Lopez Obrador, d'un autre côté, a exigé de renégocier la clause agricole de l'ALENA pour protéger le gagne-pain de trois millions de fermiers. Il a aussi appelé à des programmes gouvernementaux qui ne se reposent pas seulement sur la capacité à concourir sur les marchés internationaux mais aussi à fomenter des productions de subsistance et des marchés locaux et à créer des filets de sécurité sociaux sous la forme de pensions et de services subventionnés pour les pauvres, les personnes âgées et les infirmes.
Sa plate-forme lui a valu l'étiquette de "populiste" de la part des secteurs des affaires internationales au Mexique et aux Etats-Unis. Au Mexique, la communauté des affaires a contribué à la campagne de peur contre Lopez Obrador, dépensant des millions de pesos en publicités mettant sérieusement en garde sur un effondrement économique et une crise sous une présidence de centre-gauche.
Le Département d'Etat des Etats-Unis utilise l'étiquette du populisme pour discréditer des gouvernements démocratiquement élus qui ne sont pas d'accord avec les stratégies économiques et politiques des Etats-Unis dans la région. Bien qu'avant les élections le Département d'Etat ait déclaré qu'il travaillerait avec l'un ou l'autre candidat, ce n'est un secret pour personne qu'une présidence de Calderon, engagée à la "liberté dans les trois marchés : marchandises et services, investissements, main-d'œuvre" serait une bonne nouvelle pour l'administration Bush, alors qu'elle fait face, dans d'autres parties du monde, à des confrontations sur des accords de libre-échange. Mais est-ce une bonne nouvelle pour le Mexique ?
En 12 ans d'ALENA, entre 1,5 et 2 millions de fermiers ont été déplacés à cause des importations de maïs bon marché. Des milliers d'entre eux ont rejoint les rangs des immigrés vers les Etats-Unis. Les scénarios de croissance économique forte et de création d'emplois avec l'intégration économique se sont flétris, tandis que le taux moyen de croissance annuelle a tout juste dépassé 2% et que le chômage a explosé, atténué seulement par le secteur parallèle et les versements des Etats-Unis.
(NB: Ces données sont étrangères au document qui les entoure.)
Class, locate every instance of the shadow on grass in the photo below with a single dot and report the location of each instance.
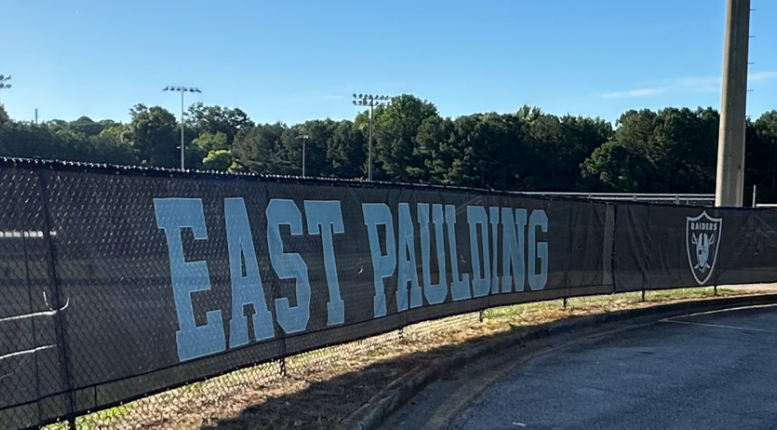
(324, 403)
(324, 397)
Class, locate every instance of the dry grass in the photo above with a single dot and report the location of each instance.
(323, 387)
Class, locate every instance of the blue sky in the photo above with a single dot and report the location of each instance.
(290, 60)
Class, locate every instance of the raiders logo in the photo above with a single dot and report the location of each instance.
(702, 240)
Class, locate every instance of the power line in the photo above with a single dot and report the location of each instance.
(371, 101)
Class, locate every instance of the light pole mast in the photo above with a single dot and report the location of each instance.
(304, 138)
(371, 101)
(730, 178)
(3, 82)
(182, 90)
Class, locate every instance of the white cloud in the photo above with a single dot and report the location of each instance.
(642, 92)
(696, 84)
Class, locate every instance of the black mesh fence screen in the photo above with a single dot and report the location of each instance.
(120, 283)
Un demi-million de Mexicains mécontents de cette politique a rempli la place centrale de Mexico le 8 juillet, où Lopez Obrador, se basant sur les nombreuses irrégularités, a dénoncé la fraude électorale et exigé un comptage de tous les bulletins. Dans un pays où, historiquement, la fraude a été la norme plutôt que l'exception, un comptage complet des bulletins est devenu pour beaucoup la mise à l'épreuve de la démocratie. La Cour Fédérale Electorale doit décider dans les prochains jours s'il faut entreprendre ce comptage.
Au milieu de ce maelström à sa frontière sud, le gouvernement américain doit agir avec responsabilité et respect des processus légaux mexicains. Le seul rôle correct des Etats-Unis dans ce désarroi post-électoral complexe est clair : rester en dehors. Cependant, le Président Bush est l'un des seuls quatre chefs d'Etat à avoir appelé Calderon pour le féliciter de sa victoire. Ceci est techniquement une violation du protocole, puisque Calderon n'a pas été certifié président-élu par la Cour Fédérale Electorale - la seule instance autorisée à certifier les élections.
Etant donné que les résultats électoraux ont été légalement contestés, c'est aussi une forme d'ingérence politique. Les médias conservateurs, tant aux Etats-Unis qu'au Mexique, ont cherché à ignorer le processus légal en instance et à présenter Calderon comme le nouveau président-élu. Si le gouvernement étasunien suit cette voie, il violera alors la souveraineté nationale et prendra parti dans une situation délicate, où à la fois la légalité et la confiance publique dans un processus électoral est en jeu.